After the Restoration the ‘Good Old Cause’ became a call for unity among the opponents of monarchy; but it had become popular as a slogan a few years earlier, during the last years of the protectorate. Traditionally, its origins are traced to the Petition of the Three Colonels of October 1654. Colonels Thomas Sanders, John Okey and Matthew Alured, three old soldiers, now serving in Scotland, were increasingly concerned about the direction the newly-fledged protectorate was taking. In their petition they addressed Cromwell personally, ‘finding you to have been of late upon transactions of highest moment, whereupon the life or death of a good cause, and the public interest of the commonwealth doth depend; and that the price of our blood is brought to the utmost crisis of danger’. Cromwell’s rule, they complained, was little more than a resurgence of ‘that tyranny against which we engaged’ during the 1640s. All men should be loyal not to the protectorate but to ‘that old cause’.3  The reaction of Cromwell and his friends was swift. The colonels were arrested and cashiered or imprisoned, and efforts were made to ensure that the petition itself was not spread through the army. The Good Old Cause could not be suppressed that easily, however. From the winter of 1654-5 it slowly became the rallying cry of the disgruntled. In October 1655 there appeared a pamphlet The Protector (so called) in Part Unvailed, which attacked Cromwell’s ‘usurped power over the nation, [who] hath most woefully betrayed, forsaken and cast out the good old cause of God, and the interest of Christ, and hath cheated and robbed his people of their rights and privileges’.4The most forceful, and most influential, defence of the Good Old Cause was that of a former friend of Cromwell, Sir Henry Vane the younger, whose pamphlet A Healing Question of May 1656, had as its stated aim ‘the moving of the honest party, that still agree in the reason and justice of the good old cause’.5 Vane’s closely argued attack was political dynamite, and he was also cast into prison by the protectoral regime.

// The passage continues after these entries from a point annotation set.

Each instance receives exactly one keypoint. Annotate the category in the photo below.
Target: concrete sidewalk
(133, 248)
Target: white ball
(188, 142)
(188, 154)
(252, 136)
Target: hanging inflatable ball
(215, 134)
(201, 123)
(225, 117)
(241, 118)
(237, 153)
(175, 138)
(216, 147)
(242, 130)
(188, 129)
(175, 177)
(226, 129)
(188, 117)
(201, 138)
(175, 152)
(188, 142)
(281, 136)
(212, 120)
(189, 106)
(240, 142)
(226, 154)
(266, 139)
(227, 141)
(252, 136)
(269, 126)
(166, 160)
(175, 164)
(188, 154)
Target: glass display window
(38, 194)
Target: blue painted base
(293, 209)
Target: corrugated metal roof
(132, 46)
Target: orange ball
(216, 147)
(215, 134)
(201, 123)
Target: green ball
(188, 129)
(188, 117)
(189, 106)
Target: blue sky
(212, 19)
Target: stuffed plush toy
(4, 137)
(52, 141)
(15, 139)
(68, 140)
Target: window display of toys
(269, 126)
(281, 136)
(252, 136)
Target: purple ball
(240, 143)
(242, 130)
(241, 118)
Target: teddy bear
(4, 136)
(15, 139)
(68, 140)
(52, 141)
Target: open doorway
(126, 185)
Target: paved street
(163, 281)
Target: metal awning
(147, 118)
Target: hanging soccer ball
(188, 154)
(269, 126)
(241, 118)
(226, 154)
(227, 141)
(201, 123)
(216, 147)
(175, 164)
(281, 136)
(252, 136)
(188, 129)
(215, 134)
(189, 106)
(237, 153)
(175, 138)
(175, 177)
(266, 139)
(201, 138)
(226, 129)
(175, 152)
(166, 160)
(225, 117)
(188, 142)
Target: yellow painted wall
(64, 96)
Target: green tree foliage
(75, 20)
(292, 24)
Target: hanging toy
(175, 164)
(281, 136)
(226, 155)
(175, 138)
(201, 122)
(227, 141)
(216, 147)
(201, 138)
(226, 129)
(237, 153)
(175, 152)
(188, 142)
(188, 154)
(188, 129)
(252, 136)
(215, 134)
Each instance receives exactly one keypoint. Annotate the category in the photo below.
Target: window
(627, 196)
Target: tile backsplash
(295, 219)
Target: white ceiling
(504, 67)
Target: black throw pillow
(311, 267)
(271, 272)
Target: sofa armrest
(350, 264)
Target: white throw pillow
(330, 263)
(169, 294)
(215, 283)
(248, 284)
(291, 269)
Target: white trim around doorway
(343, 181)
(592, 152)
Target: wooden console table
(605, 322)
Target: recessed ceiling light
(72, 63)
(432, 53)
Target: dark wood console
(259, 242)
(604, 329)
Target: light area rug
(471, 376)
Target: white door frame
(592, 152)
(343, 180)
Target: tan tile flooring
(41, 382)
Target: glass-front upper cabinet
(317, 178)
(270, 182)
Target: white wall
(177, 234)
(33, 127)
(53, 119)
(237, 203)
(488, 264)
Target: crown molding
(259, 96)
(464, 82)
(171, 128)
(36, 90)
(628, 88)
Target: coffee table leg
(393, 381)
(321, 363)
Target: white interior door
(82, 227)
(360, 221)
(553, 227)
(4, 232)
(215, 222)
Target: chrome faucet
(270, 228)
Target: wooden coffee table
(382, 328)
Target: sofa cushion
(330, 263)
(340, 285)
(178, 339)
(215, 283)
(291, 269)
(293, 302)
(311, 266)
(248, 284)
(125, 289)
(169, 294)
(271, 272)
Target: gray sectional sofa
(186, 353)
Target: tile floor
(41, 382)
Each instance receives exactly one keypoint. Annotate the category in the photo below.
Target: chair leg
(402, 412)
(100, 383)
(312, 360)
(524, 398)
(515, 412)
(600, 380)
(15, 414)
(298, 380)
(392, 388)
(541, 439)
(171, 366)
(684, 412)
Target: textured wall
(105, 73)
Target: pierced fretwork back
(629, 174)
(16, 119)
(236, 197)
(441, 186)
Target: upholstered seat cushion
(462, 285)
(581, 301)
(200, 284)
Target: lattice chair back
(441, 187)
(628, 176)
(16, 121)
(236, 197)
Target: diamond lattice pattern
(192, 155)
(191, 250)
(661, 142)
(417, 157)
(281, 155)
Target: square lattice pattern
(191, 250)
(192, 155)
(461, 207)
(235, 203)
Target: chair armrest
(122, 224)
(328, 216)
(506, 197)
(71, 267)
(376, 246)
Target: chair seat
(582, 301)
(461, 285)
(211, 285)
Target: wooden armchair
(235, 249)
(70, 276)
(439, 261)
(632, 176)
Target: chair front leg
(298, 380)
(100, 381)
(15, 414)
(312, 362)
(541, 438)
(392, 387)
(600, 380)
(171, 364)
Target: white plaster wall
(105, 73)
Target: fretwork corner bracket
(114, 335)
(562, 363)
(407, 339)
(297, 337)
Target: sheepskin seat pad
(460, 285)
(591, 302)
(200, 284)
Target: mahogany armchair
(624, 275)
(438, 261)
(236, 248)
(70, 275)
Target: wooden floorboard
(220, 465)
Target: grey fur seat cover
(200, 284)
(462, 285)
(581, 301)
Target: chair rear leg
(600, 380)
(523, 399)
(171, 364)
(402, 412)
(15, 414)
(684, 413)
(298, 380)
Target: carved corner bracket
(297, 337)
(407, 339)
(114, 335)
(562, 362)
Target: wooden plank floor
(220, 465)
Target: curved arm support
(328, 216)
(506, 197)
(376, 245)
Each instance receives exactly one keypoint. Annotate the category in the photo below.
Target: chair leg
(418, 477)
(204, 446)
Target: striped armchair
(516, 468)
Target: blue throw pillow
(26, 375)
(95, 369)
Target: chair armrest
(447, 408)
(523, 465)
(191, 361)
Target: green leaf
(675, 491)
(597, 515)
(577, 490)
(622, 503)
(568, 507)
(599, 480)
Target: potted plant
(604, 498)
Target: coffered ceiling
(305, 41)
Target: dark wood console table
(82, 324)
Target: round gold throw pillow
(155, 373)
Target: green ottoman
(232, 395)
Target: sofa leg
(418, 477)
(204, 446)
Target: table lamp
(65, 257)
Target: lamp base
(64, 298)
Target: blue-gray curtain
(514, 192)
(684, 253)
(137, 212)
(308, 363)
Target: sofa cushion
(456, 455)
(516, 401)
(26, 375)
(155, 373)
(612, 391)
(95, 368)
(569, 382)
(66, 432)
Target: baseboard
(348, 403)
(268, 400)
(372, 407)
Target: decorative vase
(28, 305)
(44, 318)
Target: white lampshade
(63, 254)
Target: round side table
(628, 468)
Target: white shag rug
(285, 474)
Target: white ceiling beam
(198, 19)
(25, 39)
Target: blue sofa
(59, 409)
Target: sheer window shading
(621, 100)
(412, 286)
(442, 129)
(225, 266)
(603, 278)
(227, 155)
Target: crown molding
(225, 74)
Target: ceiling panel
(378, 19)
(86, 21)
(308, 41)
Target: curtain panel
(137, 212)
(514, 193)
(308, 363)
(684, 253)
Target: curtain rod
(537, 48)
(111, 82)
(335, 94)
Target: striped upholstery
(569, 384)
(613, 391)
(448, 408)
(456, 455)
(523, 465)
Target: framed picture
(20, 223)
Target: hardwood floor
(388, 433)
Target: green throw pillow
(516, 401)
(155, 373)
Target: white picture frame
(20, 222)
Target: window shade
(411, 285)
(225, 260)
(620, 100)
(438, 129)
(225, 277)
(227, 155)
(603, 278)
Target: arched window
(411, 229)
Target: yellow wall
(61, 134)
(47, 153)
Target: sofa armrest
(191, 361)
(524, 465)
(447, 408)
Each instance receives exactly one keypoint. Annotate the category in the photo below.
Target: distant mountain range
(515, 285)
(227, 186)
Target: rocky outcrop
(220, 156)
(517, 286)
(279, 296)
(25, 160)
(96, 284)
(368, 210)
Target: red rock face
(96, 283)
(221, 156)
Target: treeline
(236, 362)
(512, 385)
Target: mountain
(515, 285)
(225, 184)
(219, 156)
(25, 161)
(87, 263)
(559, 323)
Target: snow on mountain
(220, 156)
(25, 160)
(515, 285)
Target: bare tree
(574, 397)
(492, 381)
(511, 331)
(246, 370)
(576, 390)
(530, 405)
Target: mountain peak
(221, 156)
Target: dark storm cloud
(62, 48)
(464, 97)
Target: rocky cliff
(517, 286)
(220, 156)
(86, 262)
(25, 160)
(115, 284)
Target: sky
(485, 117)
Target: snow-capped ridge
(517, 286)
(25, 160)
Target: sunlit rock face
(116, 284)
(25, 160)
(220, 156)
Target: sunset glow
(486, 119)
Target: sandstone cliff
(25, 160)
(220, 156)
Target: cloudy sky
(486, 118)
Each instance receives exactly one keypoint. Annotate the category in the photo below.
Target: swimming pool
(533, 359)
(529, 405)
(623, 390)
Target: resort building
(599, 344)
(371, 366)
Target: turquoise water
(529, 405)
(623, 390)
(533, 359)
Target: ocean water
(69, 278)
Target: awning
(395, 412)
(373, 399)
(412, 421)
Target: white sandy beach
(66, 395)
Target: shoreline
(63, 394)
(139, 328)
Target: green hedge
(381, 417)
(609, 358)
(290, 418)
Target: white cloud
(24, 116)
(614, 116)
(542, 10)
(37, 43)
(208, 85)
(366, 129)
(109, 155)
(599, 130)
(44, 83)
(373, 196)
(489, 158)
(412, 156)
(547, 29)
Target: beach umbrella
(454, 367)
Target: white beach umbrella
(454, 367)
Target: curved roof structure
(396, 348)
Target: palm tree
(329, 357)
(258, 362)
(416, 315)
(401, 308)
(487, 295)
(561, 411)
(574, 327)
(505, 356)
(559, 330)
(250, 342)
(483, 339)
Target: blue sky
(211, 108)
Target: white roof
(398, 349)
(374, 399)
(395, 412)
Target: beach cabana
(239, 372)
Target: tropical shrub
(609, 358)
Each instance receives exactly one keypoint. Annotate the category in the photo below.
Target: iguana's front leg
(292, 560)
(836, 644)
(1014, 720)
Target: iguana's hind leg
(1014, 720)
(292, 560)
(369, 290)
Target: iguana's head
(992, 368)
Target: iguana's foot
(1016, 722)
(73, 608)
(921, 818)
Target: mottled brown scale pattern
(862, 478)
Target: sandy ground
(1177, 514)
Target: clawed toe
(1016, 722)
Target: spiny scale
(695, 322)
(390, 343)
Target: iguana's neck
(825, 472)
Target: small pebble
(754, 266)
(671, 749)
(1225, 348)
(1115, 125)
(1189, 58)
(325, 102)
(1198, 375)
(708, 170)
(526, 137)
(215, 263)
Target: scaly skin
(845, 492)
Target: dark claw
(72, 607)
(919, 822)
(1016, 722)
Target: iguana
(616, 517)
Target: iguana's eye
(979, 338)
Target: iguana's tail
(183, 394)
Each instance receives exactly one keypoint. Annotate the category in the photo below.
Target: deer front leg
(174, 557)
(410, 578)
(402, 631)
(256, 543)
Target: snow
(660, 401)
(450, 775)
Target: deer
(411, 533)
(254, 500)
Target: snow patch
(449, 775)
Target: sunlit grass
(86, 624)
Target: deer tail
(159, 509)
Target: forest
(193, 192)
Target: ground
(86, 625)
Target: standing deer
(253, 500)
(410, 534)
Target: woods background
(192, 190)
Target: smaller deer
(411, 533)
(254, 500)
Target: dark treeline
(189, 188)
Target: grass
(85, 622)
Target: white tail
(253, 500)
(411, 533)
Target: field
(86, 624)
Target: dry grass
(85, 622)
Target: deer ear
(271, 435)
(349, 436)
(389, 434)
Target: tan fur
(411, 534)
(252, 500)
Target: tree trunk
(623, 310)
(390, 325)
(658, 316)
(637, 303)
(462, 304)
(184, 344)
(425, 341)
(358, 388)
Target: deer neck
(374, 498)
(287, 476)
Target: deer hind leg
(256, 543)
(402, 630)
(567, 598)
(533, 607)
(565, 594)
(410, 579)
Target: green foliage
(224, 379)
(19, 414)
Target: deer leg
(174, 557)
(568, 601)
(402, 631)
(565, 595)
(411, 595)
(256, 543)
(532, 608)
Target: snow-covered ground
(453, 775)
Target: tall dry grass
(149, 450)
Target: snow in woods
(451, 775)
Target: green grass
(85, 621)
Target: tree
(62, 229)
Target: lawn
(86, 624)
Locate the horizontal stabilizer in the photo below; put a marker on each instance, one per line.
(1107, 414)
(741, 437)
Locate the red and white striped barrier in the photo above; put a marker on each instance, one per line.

With the fracturing of the Cromwellian alliance during the 1656-7 session of parliament, and in particular the divisive kingship debates, more and more of Cromwell’s enemies saw themselves as upholding the Good Old Cause against protectoral corruption and tyranny. A good example of this can be found in John Thurloe’s account of a personal protest to Cromwell in February 1658, by the protector’s old associate, and major of his regiment, William Packer. Packer and his friends protested to Cromwell that ‘they were ready to follow his highness upon the grounds of the Good Old Cause. His highness asked them what they meant by the Good Old Cause, and bid them instance but one particular wherein he had departed from it, stating to them what he understood by the Good Old Cause in particular. But they kept themselves in general terms (which I did perceive none of the company did like in them)’.6  These officers were immediately cashiered. Oliver’s strength of personality kept such mutinous movements under control; and his intimacy with his officers encouraged them to approach him privately rather than denounce him publicly. His successor, Richard Cromwell, had no such advantages, and it is from September 1658 that the Good Old Cause becomes not just a cry of protest but a hunting call. It was for the Good Old Cause that Richard was deposed by the army in May 1659; and it was for the same cause that the army took power from the restored Rump in the following October. And when a year later the regicides were hauled through the streets of London by the henchmen of the triumphant Stuarts – to face a grotesque, vengeful, death – it was the Good Old Cause they still upheld. Another of Cromwell’s old friends turned vehement opponents, Thomas Harrison, was taunted as he approached the scaffold, ‘Where is your Good Old Cause now?’ The Major general ‘with a cheerful smile clapped his hands on his breast and said “here it is, and I go to seal it with my blood”’.7  Sir Henry Vane, executed in June1662, proclaimed that ‘this cause which was owned by the parliament, was the cause of God’, and that he hoped for the coming of Christ ‘in order to a speedy and sudden revival of his Cause’.8

This brief discussion of the history and development of the Good Old Cause leaves us with a problem of definition. What exactly did contemporaries mean by the Good Old Cause? It has been argued, with some justification, that the phrase did not have a fixed meaning at all. Austin Woolrych’s cautionary note in his discussion of the term is worth remembering: ‘the responses it evoked, always more emotional than rational, were a passionate nostalgia for the earlier years of the revolution and an acute sense of present betrayal – understandable when the conservative, secular, anti-militarist tendencies of the later Protectorate are contrasted with the extravagant expectations of the New Jerusalem to which many in the army still clung… But why did the army’s mounting revulsion against Richard’s rule produce a corresponding enthusiasm for the very government which it had turned out of doors six years earlier, in much the same mood of moral and prophetic fervour?’9 One might add that the Good Old Cause was not just an emotional appeal; it was also a call to resist, to overthrow the oppressive regime, and to uphold the twin concepts of religious and civil liberty. These had been the essential ingredients of the ‘cause’ since 1642.But this in turn raises the question of how these terms might themselves be defined.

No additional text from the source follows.